BL New Delhi Bureau Updated - October 28, 2024 at 12:36 PM.

According to JM Financial, OMCs are likely to report a Q-o-Q improvement in EBITDA on robust auto-fuel marketing margin; that, though, will be partly offset by continued weak diesel cracks and higher inventory loss

State-run Indian Oil Corporation (IoCL) is expected to report a subdued performance in Q2 FY25, on an annual basis, on account of a hit on refinery margins.

According to JM Financial, oil marketing companies (OMCs) are likely to report a Q-o-Q improvement in EBITDA on robust auto-fuel marketing margin; that, though, will be partly offset by continued weak diesel cracks and higher inventory loss.

“We expect OMCs’ Q2 FY25 reported GRM (adjusted for $1.4-2.2 per barrel of crude inventory loss) to decline to $4.8-6.7 per barrel (vs. $5-7.9 per barrel reported in Q1 FY25) driven by continued weak diesel cracks ($12.8 per barrel in Q2 FY25 vs $13.9 in Q1 FY25) and crude inventory loss (of $1.4-2.2 per barrel) on account of sharp decline of $8.3 per barrel in Brent crude price (averaged at 74.3 per barrel in September 2024 vs. $82.6 in June 2024),” it added.

However, OMCs’ weighted average auto-fuel gross marketing margin rose to ₹6.4 per litre in Q2 FY25 (vs. ₹3.3 per litre in Q1 FY25), the brokerage said.

According to Prabhudas Lilladher “IoCL is likely to report weak operating profit due to decline in marketing margins (Rs 4.4 per litre vs Rs 8.7 per litre in Q1 FY25). We estimate a GRM of $12.4 per barrel.”

It expects OMCs results to be operationally weaker owing to sharp fall in marketing gains of petrol and diesel due to rise in benchmark prices.
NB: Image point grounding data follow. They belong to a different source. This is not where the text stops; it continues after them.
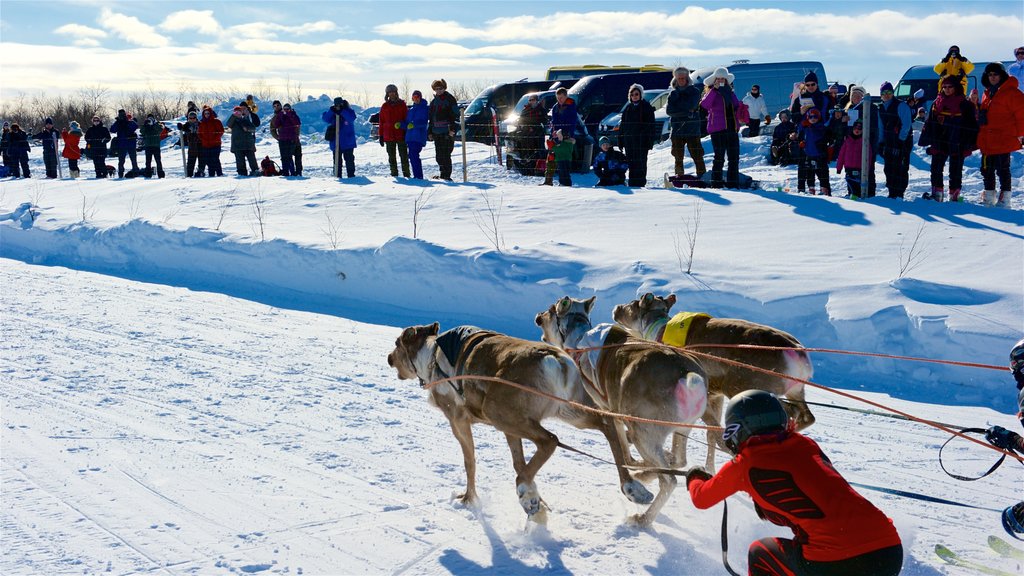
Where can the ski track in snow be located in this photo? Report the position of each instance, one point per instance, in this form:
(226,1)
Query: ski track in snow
(156,429)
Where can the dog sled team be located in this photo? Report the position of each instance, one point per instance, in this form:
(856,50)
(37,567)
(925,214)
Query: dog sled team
(648,377)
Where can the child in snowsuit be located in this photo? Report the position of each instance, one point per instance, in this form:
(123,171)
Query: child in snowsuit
(609,165)
(49,137)
(794,484)
(850,157)
(811,135)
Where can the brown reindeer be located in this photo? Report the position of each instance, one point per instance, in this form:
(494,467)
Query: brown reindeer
(629,376)
(420,353)
(648,318)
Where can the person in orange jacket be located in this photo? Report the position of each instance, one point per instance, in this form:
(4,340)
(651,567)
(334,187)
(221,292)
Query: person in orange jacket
(794,484)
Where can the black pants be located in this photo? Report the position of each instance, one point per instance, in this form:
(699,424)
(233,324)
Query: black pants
(955,169)
(637,157)
(782,557)
(443,146)
(726,145)
(995,165)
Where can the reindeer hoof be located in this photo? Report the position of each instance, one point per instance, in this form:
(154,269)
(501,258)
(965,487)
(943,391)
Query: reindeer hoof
(637,493)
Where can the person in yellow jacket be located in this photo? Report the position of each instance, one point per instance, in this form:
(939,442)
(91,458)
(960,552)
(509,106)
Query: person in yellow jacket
(953,65)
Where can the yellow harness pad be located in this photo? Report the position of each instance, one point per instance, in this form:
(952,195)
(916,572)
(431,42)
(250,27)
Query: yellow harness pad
(678,328)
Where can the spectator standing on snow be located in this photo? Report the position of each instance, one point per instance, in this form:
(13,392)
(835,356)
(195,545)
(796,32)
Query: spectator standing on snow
(151,144)
(637,134)
(72,135)
(721,104)
(243,125)
(126,140)
(684,114)
(417,119)
(48,135)
(443,118)
(95,146)
(211,133)
(18,150)
(392,131)
(758,109)
(895,140)
(189,138)
(950,132)
(794,484)
(340,135)
(1000,117)
(955,66)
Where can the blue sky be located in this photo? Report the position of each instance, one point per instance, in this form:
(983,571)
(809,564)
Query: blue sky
(357,47)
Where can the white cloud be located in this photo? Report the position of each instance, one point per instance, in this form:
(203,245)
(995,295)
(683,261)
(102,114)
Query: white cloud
(200,21)
(131,30)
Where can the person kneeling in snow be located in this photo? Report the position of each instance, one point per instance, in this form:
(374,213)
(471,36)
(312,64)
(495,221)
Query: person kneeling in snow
(609,165)
(794,484)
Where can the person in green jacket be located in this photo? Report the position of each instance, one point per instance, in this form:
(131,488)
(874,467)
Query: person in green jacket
(152,131)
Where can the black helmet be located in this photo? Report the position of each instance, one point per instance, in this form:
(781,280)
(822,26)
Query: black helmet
(752,413)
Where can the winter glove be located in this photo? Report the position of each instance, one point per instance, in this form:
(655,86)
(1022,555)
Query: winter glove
(1001,438)
(696,472)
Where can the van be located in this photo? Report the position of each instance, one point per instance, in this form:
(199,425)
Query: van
(776,80)
(577,72)
(925,78)
(597,96)
(499,99)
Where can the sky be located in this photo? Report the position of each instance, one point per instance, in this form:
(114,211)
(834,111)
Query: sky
(356,48)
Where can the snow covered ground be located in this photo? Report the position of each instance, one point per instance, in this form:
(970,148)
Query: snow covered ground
(186,391)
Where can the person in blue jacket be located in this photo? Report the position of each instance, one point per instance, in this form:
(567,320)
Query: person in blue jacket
(340,134)
(416,131)
(126,140)
(895,140)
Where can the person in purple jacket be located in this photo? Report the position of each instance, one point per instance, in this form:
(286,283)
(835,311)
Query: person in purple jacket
(721,104)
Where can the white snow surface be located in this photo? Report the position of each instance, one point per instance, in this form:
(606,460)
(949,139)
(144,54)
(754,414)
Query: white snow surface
(184,394)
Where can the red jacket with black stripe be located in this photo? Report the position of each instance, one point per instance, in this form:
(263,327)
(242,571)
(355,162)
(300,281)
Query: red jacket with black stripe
(794,484)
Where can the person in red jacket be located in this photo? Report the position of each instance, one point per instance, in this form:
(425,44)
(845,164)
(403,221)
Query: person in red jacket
(794,484)
(392,129)
(1000,118)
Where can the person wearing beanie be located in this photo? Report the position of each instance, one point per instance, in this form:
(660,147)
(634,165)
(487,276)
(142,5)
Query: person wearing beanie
(48,136)
(609,164)
(810,96)
(416,122)
(1000,117)
(243,124)
(637,134)
(723,125)
(954,65)
(340,135)
(72,135)
(1017,69)
(392,130)
(895,140)
(684,114)
(443,118)
(950,133)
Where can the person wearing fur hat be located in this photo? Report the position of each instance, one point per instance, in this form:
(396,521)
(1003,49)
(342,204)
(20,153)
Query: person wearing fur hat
(392,130)
(416,122)
(950,132)
(443,119)
(723,125)
(684,114)
(49,135)
(637,134)
(955,66)
(810,96)
(896,140)
(1000,118)
(72,135)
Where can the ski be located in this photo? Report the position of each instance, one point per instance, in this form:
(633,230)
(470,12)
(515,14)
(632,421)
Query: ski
(1005,548)
(953,559)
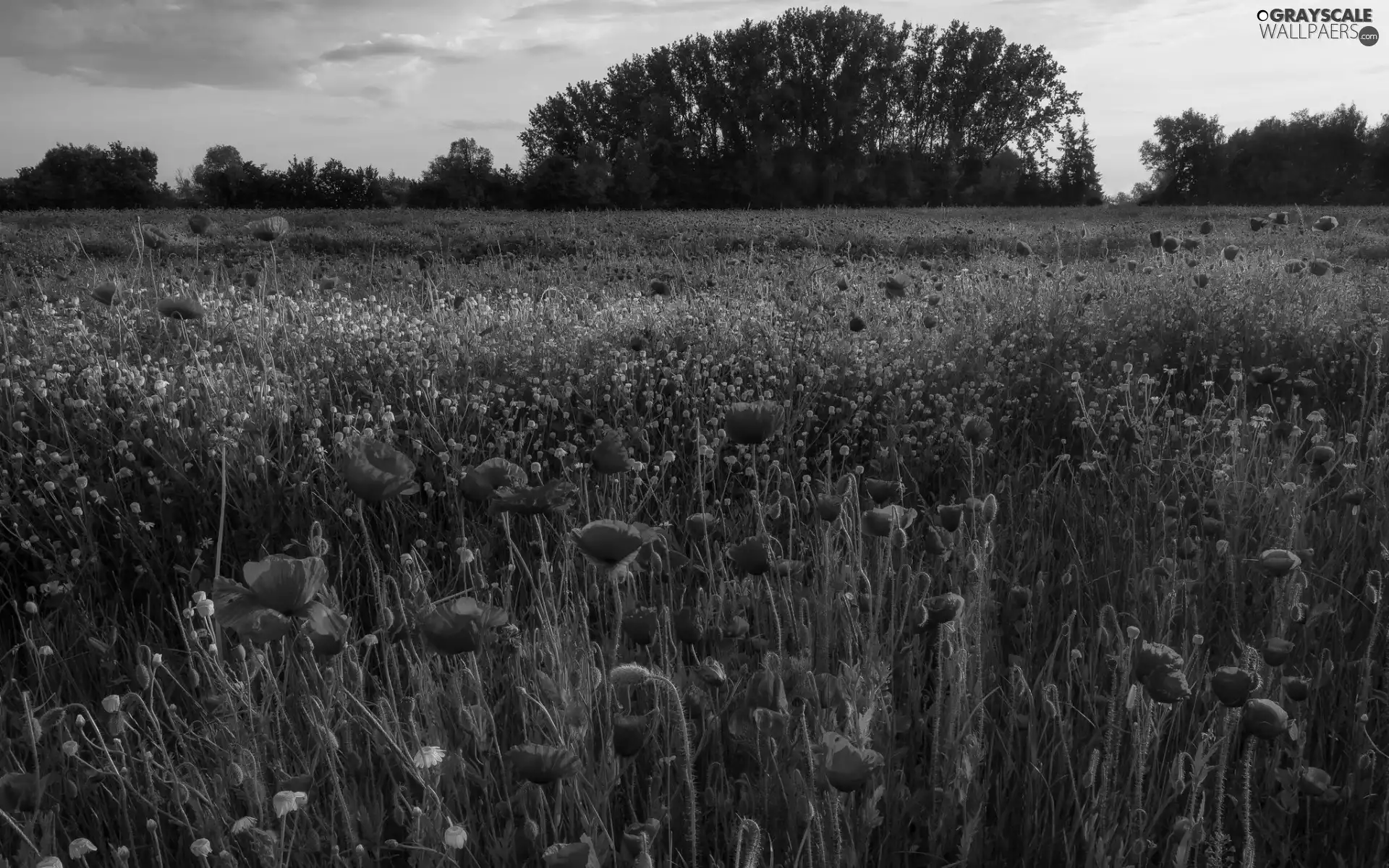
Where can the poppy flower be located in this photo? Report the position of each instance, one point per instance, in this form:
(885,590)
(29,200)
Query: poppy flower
(881,521)
(641,624)
(153,238)
(543,764)
(327,629)
(752,424)
(765,691)
(750,556)
(942,608)
(106,292)
(977,430)
(1265,718)
(1296,688)
(610,456)
(551,499)
(700,525)
(688,625)
(828,506)
(181,309)
(567,856)
(1167,686)
(608,543)
(483,481)
(456,626)
(1233,685)
(277,590)
(883,490)
(18,792)
(1153,656)
(270,229)
(846,765)
(377,471)
(1314,781)
(629,733)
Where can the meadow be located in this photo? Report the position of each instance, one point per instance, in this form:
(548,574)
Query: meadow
(807,538)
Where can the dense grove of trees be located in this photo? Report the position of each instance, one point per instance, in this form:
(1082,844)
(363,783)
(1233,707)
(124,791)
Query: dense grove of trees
(816,107)
(1324,157)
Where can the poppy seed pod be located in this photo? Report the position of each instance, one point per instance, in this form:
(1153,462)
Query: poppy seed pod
(1265,718)
(270,229)
(1278,561)
(1233,685)
(1152,656)
(1277,652)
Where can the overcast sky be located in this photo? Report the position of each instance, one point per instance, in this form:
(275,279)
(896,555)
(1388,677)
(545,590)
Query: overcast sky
(391,84)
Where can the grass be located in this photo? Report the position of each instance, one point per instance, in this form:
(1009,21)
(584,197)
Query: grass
(1113,469)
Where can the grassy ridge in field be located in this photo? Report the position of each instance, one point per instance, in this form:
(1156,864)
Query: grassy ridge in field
(1132,469)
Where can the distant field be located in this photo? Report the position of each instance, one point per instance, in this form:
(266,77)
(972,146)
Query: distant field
(833,538)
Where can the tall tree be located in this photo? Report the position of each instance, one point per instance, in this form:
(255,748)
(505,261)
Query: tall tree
(1189,149)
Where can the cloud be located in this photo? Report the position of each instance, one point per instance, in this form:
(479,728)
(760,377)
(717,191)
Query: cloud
(485,125)
(400,45)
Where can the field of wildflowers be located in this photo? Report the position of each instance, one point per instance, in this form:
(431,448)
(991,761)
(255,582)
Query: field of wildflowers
(838,538)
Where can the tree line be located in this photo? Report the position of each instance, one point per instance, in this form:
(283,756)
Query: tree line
(812,109)
(1328,157)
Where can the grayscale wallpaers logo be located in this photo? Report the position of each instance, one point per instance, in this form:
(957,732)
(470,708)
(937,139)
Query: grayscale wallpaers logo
(1319,24)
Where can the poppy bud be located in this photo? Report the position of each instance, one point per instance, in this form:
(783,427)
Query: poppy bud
(1296,688)
(1167,686)
(1277,652)
(1278,561)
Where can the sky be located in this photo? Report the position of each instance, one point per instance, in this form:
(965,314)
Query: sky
(391,84)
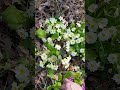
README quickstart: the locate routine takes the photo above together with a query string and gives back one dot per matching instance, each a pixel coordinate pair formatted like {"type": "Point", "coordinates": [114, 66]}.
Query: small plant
{"type": "Point", "coordinates": [63, 44]}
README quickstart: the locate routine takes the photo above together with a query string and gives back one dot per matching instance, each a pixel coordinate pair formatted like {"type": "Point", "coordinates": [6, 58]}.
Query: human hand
{"type": "Point", "coordinates": [69, 85]}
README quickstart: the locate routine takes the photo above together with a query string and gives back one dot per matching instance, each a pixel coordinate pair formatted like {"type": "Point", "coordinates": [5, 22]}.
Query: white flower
{"type": "Point", "coordinates": [22, 33]}
{"type": "Point", "coordinates": [58, 47]}
{"type": "Point", "coordinates": [43, 56]}
{"type": "Point", "coordinates": [21, 73]}
{"type": "Point", "coordinates": [116, 77]}
{"type": "Point", "coordinates": [53, 20]}
{"type": "Point", "coordinates": [91, 37]}
{"type": "Point", "coordinates": [82, 50]}
{"type": "Point", "coordinates": [73, 53]}
{"type": "Point", "coordinates": [93, 66]}
{"type": "Point", "coordinates": [112, 58]}
{"type": "Point", "coordinates": [92, 8]}
{"type": "Point", "coordinates": [104, 35]}
{"type": "Point", "coordinates": [102, 22]}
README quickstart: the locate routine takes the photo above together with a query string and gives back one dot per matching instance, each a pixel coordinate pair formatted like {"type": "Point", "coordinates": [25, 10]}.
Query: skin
{"type": "Point", "coordinates": [69, 85]}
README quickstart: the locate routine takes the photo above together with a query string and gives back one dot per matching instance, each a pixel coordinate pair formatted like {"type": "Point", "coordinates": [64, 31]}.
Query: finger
{"type": "Point", "coordinates": [66, 80]}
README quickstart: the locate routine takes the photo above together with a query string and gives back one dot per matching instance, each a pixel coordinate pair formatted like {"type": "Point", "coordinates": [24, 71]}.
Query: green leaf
{"type": "Point", "coordinates": [68, 74]}
{"type": "Point", "coordinates": [91, 54]}
{"type": "Point", "coordinates": [55, 36]}
{"type": "Point", "coordinates": [52, 49]}
{"type": "Point", "coordinates": [40, 33]}
{"type": "Point", "coordinates": [14, 17]}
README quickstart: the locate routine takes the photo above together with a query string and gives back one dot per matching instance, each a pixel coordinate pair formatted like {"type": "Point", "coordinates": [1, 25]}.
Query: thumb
{"type": "Point", "coordinates": [66, 81]}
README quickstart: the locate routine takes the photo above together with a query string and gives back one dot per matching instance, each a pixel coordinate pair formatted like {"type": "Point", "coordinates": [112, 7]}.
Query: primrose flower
{"type": "Point", "coordinates": [61, 18]}
{"type": "Point", "coordinates": [78, 24]}
{"type": "Point", "coordinates": [59, 38]}
{"type": "Point", "coordinates": [92, 8]}
{"type": "Point", "coordinates": [32, 32]}
{"type": "Point", "coordinates": [72, 41]}
{"type": "Point", "coordinates": [1, 55]}
{"type": "Point", "coordinates": [22, 33]}
{"type": "Point", "coordinates": [107, 1]}
{"type": "Point", "coordinates": [112, 30]}
{"type": "Point", "coordinates": [41, 64]}
{"type": "Point", "coordinates": [88, 19]}
{"type": "Point", "coordinates": [66, 65]}
{"type": "Point", "coordinates": [82, 50]}
{"type": "Point", "coordinates": [104, 35]}
{"type": "Point", "coordinates": [93, 66]}
{"type": "Point", "coordinates": [91, 37]}
{"type": "Point", "coordinates": [76, 68]}
{"type": "Point", "coordinates": [58, 47]}
{"type": "Point", "coordinates": [78, 40]}
{"type": "Point", "coordinates": [66, 60]}
{"type": "Point", "coordinates": [73, 53]}
{"type": "Point", "coordinates": [102, 22]}
{"type": "Point", "coordinates": [14, 86]}
{"type": "Point", "coordinates": [112, 58]}
{"type": "Point", "coordinates": [59, 30]}
{"type": "Point", "coordinates": [43, 56]}
{"type": "Point", "coordinates": [93, 26]}
{"type": "Point", "coordinates": [57, 26]}
{"type": "Point", "coordinates": [22, 73]}
{"type": "Point", "coordinates": [53, 21]}
{"type": "Point", "coordinates": [53, 67]}
{"type": "Point", "coordinates": [116, 77]}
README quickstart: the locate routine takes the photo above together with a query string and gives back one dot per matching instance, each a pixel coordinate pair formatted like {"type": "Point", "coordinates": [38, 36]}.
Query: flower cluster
{"type": "Point", "coordinates": [102, 39]}
{"type": "Point", "coordinates": [61, 42]}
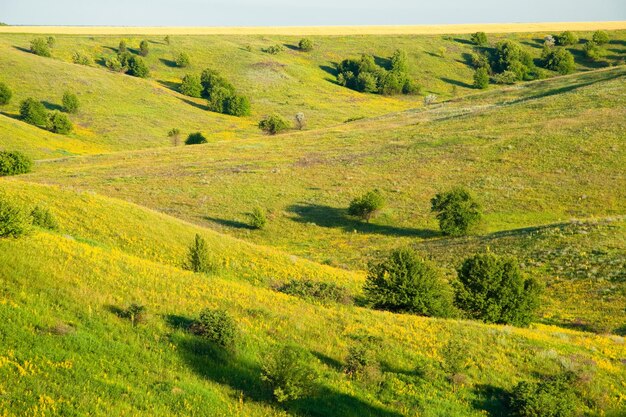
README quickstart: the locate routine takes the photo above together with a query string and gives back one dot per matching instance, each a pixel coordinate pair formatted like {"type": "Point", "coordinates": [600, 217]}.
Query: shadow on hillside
{"type": "Point", "coordinates": [229, 223]}
{"type": "Point", "coordinates": [243, 376]}
{"type": "Point", "coordinates": [332, 217]}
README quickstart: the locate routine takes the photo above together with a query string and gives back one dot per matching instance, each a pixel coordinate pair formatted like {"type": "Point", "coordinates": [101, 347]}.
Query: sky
{"type": "Point", "coordinates": [303, 13]}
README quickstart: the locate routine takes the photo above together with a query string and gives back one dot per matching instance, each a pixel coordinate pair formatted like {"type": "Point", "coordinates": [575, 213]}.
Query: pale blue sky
{"type": "Point", "coordinates": [302, 13]}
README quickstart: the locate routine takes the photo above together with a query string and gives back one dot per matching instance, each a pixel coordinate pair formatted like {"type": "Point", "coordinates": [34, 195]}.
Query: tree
{"type": "Point", "coordinates": [273, 124]}
{"type": "Point", "coordinates": [198, 256]}
{"type": "Point", "coordinates": [558, 59]}
{"type": "Point", "coordinates": [33, 112]}
{"type": "Point", "coordinates": [137, 67]}
{"type": "Point", "coordinates": [195, 139]}
{"type": "Point", "coordinates": [492, 289]}
{"type": "Point", "coordinates": [144, 48]}
{"type": "Point", "coordinates": [406, 283]}
{"type": "Point", "coordinates": [39, 46]}
{"type": "Point", "coordinates": [479, 38]}
{"type": "Point", "coordinates": [365, 206]}
{"type": "Point", "coordinates": [5, 94]}
{"type": "Point", "coordinates": [600, 37]}
{"type": "Point", "coordinates": [305, 44]}
{"type": "Point", "coordinates": [70, 102]}
{"type": "Point", "coordinates": [182, 60]}
{"type": "Point", "coordinates": [481, 78]}
{"type": "Point", "coordinates": [191, 86]}
{"type": "Point", "coordinates": [59, 123]}
{"type": "Point", "coordinates": [456, 211]}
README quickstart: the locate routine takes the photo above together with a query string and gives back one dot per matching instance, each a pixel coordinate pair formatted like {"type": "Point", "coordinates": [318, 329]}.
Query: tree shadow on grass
{"type": "Point", "coordinates": [244, 376]}
{"type": "Point", "coordinates": [333, 217]}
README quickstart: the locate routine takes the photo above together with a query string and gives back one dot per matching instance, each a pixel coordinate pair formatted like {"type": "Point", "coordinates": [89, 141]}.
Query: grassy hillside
{"type": "Point", "coordinates": [67, 351]}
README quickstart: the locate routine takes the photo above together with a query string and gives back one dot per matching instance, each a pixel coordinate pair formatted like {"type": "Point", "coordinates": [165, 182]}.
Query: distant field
{"type": "Point", "coordinates": [319, 30]}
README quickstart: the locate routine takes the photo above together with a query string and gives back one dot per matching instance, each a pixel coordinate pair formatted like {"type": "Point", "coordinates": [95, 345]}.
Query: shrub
{"type": "Point", "coordinates": [493, 289]}
{"type": "Point", "coordinates": [70, 102]}
{"type": "Point", "coordinates": [198, 256]}
{"type": "Point", "coordinates": [552, 396]}
{"type": "Point", "coordinates": [600, 37]}
{"type": "Point", "coordinates": [481, 78]}
{"type": "Point", "coordinates": [13, 221]}
{"type": "Point", "coordinates": [456, 211]}
{"type": "Point", "coordinates": [191, 86]}
{"type": "Point", "coordinates": [81, 59]}
{"type": "Point", "coordinates": [182, 60]}
{"type": "Point", "coordinates": [365, 206]}
{"type": "Point", "coordinates": [305, 44]}
{"type": "Point", "coordinates": [59, 123]}
{"type": "Point", "coordinates": [258, 220]}
{"type": "Point", "coordinates": [558, 59]}
{"type": "Point", "coordinates": [405, 283]}
{"type": "Point", "coordinates": [39, 46]}
{"type": "Point", "coordinates": [144, 48]}
{"type": "Point", "coordinates": [273, 124]}
{"type": "Point", "coordinates": [216, 326]}
{"type": "Point", "coordinates": [195, 139]}
{"type": "Point", "coordinates": [33, 112]}
{"type": "Point", "coordinates": [479, 38]}
{"type": "Point", "coordinates": [287, 372]}
{"type": "Point", "coordinates": [5, 94]}
{"type": "Point", "coordinates": [566, 38]}
{"type": "Point", "coordinates": [315, 290]}
{"type": "Point", "coordinates": [137, 67]}
{"type": "Point", "coordinates": [42, 217]}
{"type": "Point", "coordinates": [14, 163]}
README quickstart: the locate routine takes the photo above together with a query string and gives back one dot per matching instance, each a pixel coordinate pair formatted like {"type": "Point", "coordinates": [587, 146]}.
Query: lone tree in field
{"type": "Point", "coordinates": [198, 256]}
{"type": "Point", "coordinates": [273, 124]}
{"type": "Point", "coordinates": [70, 102]}
{"type": "Point", "coordinates": [5, 94]}
{"type": "Point", "coordinates": [492, 289]}
{"type": "Point", "coordinates": [408, 284]}
{"type": "Point", "coordinates": [456, 211]}
{"type": "Point", "coordinates": [365, 206]}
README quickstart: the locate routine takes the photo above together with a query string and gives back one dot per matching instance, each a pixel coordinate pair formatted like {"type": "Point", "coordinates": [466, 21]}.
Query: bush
{"type": "Point", "coordinates": [315, 290]}
{"type": "Point", "coordinates": [59, 123]}
{"type": "Point", "coordinates": [42, 217]}
{"type": "Point", "coordinates": [13, 221]}
{"type": "Point", "coordinates": [456, 211]}
{"type": "Point", "coordinates": [70, 102]}
{"type": "Point", "coordinates": [33, 112]}
{"type": "Point", "coordinates": [81, 59]}
{"type": "Point", "coordinates": [182, 61]}
{"type": "Point", "coordinates": [198, 256]}
{"type": "Point", "coordinates": [287, 372]}
{"type": "Point", "coordinates": [365, 206]}
{"type": "Point", "coordinates": [481, 78]}
{"type": "Point", "coordinates": [558, 59]}
{"type": "Point", "coordinates": [39, 46]}
{"type": "Point", "coordinates": [492, 289]}
{"type": "Point", "coordinates": [305, 44]}
{"type": "Point", "coordinates": [195, 139]}
{"type": "Point", "coordinates": [217, 327]}
{"type": "Point", "coordinates": [405, 283]}
{"type": "Point", "coordinates": [273, 124]}
{"type": "Point", "coordinates": [566, 38]}
{"type": "Point", "coordinates": [14, 163]}
{"type": "Point", "coordinates": [5, 94]}
{"type": "Point", "coordinates": [600, 37]}
{"type": "Point", "coordinates": [552, 396]}
{"type": "Point", "coordinates": [258, 220]}
{"type": "Point", "coordinates": [191, 86]}
{"type": "Point", "coordinates": [144, 48]}
{"type": "Point", "coordinates": [479, 38]}
{"type": "Point", "coordinates": [137, 67]}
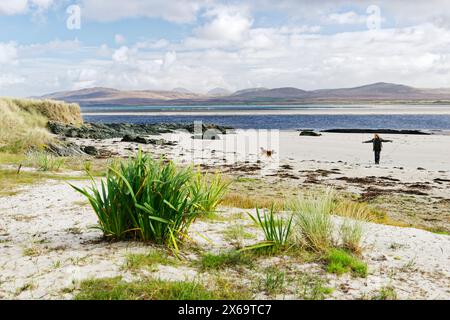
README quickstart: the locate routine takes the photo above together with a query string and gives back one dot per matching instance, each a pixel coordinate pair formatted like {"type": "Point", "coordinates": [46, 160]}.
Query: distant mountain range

Last week, State-run Bharat Petroleum Corporation (BPCL) reported an almost 73 per cent Y-o-Y drop in its consolidated net profit at Rs 2,297.23 crore in Q2 FY25 on account of lower refining and marketing margins. On a sequential basis, its net profit was down by 19 per cent.

BPCL’s average Gross Refining Margin (GRM) for April-September 2024 was $6.12 per barrel against $15.42 a barrel in the corresponding comparative period.

Similarly, State-run Hindustan Petroleum Corporation (HPCL) also last week reported that its consolidated net profit tanked by almost 98 per cent Y-o-Y to ₹143 crore for Q2 FY25 due to lower refining and marketing margins. On a sequential basis, its net profit was down by 78 per cent.

Its average GRMs for Q2 FY25 were $3.12 per barrel ($13.33 per barrel in Q2 FY24 and $5.03 per barrel in Q1 FY25), which is in line with the trend of international benchmark product cracks.